In the meantime, representatives of Dutch ForFarmers Group also feel optimistic about the future of their feed business in Germany, considering its further expansion in years to come.
Caroline Vogelzang, an official spokeswoman of ForFarmers Group, said the company will continue its development in the German feed market this year, paying a particular attention for cooperation of large farms.
According to Vogelzang, a priority will be also given for a further development in the segment of concentrates and specialties.
The company expects the pressures put on the agricultural sector by the German state to reduce its impact on the environment throughout the current year and will lead to a further reduction in animal numbers in Germany and cause a drop of local demand for feed.
COVID’s lingering impact
German feed industry stakeholders continue to monitor the COVID-19 situation in the country and its related quarantine measures.
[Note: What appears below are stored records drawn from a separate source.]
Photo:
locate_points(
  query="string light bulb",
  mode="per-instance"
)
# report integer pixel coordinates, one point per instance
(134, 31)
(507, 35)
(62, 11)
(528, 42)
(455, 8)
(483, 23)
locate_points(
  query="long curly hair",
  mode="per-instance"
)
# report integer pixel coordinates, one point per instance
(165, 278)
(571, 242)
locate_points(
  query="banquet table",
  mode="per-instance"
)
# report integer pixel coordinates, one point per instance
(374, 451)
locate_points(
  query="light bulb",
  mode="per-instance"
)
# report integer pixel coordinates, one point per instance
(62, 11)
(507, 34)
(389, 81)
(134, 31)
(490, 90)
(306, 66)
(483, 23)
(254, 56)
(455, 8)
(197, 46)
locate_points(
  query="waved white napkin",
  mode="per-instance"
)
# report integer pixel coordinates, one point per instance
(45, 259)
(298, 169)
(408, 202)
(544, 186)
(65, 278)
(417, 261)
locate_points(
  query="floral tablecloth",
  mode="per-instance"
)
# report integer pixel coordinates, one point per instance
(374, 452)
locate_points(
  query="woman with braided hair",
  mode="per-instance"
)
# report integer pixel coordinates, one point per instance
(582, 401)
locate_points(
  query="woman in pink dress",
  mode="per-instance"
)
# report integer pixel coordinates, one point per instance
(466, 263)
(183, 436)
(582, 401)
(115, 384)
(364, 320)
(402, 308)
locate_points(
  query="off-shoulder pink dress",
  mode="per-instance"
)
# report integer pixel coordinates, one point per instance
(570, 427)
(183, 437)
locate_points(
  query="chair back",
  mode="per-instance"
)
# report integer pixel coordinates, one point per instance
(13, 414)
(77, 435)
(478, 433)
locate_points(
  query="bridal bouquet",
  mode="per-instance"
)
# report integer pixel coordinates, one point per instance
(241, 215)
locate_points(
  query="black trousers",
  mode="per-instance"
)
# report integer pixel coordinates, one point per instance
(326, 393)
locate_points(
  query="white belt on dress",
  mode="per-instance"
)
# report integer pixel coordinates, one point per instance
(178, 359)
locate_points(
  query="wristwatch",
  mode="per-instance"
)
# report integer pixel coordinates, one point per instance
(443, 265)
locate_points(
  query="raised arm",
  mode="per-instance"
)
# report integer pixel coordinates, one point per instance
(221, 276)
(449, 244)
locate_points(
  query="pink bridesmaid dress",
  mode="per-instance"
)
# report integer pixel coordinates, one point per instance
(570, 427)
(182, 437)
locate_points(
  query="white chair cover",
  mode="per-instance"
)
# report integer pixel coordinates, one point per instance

According to the local producers interviewed, if the COVID measures can be lifted around the summer — and hospitality and out-of-home venues are able to reopen — they would expect the production of animal protein to increase again.
The biggest hopes of producers at this time are placed on the country’s poultry sector, where the consumption of feed has significantly increased in recent years. At the same time, the demand for feed from the German beef and pork sectors is expected to be a subject of a slight decline for at least this year.
Sources noted the volume of state support of the industry was small even during the peak of the pandemic in the country last year, so funding of their investment projects this year will primarily be carried out from their own reserves.